Senate Standoff Ends With 'Democrats Holding the Gavels'

Schumer, McConnell reach deal on 50-50 Senate
By Newser Editors and Wire Services
Posted Feb 3, 2021 11:50 AM CST
Senate Standoff Ends With 'Democrats Holding the Gavels'
Charles Schumer, D-N.Y., stands with Mitch McConnell, R-Ky., as a joint session of the House and Senate convenes to confirm the Electoral College votes cast in November's election, at the Capitol in Washington, Wednesday, Jan. 6, 2021.   (Kevin Dietsch/Pool via AP)

Senate Majority Leader Chuck Schumer announced an agreement Wednesday with Republicans to organize the evenly split chamber, ending a weekslong standoff, reports the AP. Schumer said that he and Senate Republican leader Mitch McConnell had agreed on committee ratios and other details in the 50-50 chamber, where Democrats have the slim edge because Vice President Kamala Harris is a tie-breaking vote. The agreement, awaiting approval in a Senate vote, means Democrats can take control of the committees and set up other operations that have stalled. Democrats hope to hold a confirmation hearing Monday for Merrick Garland, President Biden's nominee for attorney general. Senators can now promptly “get to work, with Democrats holding the gavels,” Schumer said.

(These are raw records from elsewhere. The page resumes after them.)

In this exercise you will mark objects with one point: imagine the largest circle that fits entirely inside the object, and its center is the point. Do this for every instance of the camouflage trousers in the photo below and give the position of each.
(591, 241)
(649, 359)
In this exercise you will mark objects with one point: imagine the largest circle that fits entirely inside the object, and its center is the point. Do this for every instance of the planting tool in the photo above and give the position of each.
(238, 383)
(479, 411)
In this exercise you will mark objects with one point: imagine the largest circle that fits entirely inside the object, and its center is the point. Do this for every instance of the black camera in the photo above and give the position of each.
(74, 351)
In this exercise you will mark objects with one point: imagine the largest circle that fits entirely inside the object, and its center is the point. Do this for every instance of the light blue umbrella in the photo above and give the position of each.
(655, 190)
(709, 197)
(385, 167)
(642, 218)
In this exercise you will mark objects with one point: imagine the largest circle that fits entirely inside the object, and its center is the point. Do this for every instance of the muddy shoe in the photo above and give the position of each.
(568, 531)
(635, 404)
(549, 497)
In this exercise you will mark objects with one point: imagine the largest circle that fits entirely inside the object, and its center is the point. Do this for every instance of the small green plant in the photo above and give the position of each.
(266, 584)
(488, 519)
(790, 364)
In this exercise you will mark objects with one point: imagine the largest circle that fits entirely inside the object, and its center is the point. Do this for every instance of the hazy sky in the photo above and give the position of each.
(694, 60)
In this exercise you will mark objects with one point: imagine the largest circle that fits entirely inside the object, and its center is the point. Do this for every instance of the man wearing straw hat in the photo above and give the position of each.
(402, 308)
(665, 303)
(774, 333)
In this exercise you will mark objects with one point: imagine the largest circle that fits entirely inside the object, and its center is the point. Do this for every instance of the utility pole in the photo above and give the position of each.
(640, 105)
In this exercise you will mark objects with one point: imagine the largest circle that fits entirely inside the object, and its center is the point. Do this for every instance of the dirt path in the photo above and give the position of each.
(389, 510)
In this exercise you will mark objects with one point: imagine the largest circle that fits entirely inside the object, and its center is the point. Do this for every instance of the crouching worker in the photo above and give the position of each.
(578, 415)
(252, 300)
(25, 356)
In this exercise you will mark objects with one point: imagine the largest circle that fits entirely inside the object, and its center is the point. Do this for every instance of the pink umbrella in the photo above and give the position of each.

Organizing the Senate is typically a routine procedure at the start of a new Congress. But the prolonged negotiations involved a power play by McConnell as Republicans refused to relinquish control without first trying to extract concessions from Democrats that Schumer refused to give. In particular, McConnell wanted Schumer to commit that Democrats would not end the legislative filibuster. Getting rid of that procedural tool would make it easier for the new majority to approve Biden's agenda on a 51-vote threshold, rather than the 60 votes typically needed to advance bills. Schumer refused to yield, but two centrist Democrats, Sens. Joe Manchin of West Virginia and Krysten Sinema of Arizona, announced they would prefer to keep the filibuster intact. That essentially denied Schumer the votes needed to change the rules, and McConnell dropped his demands.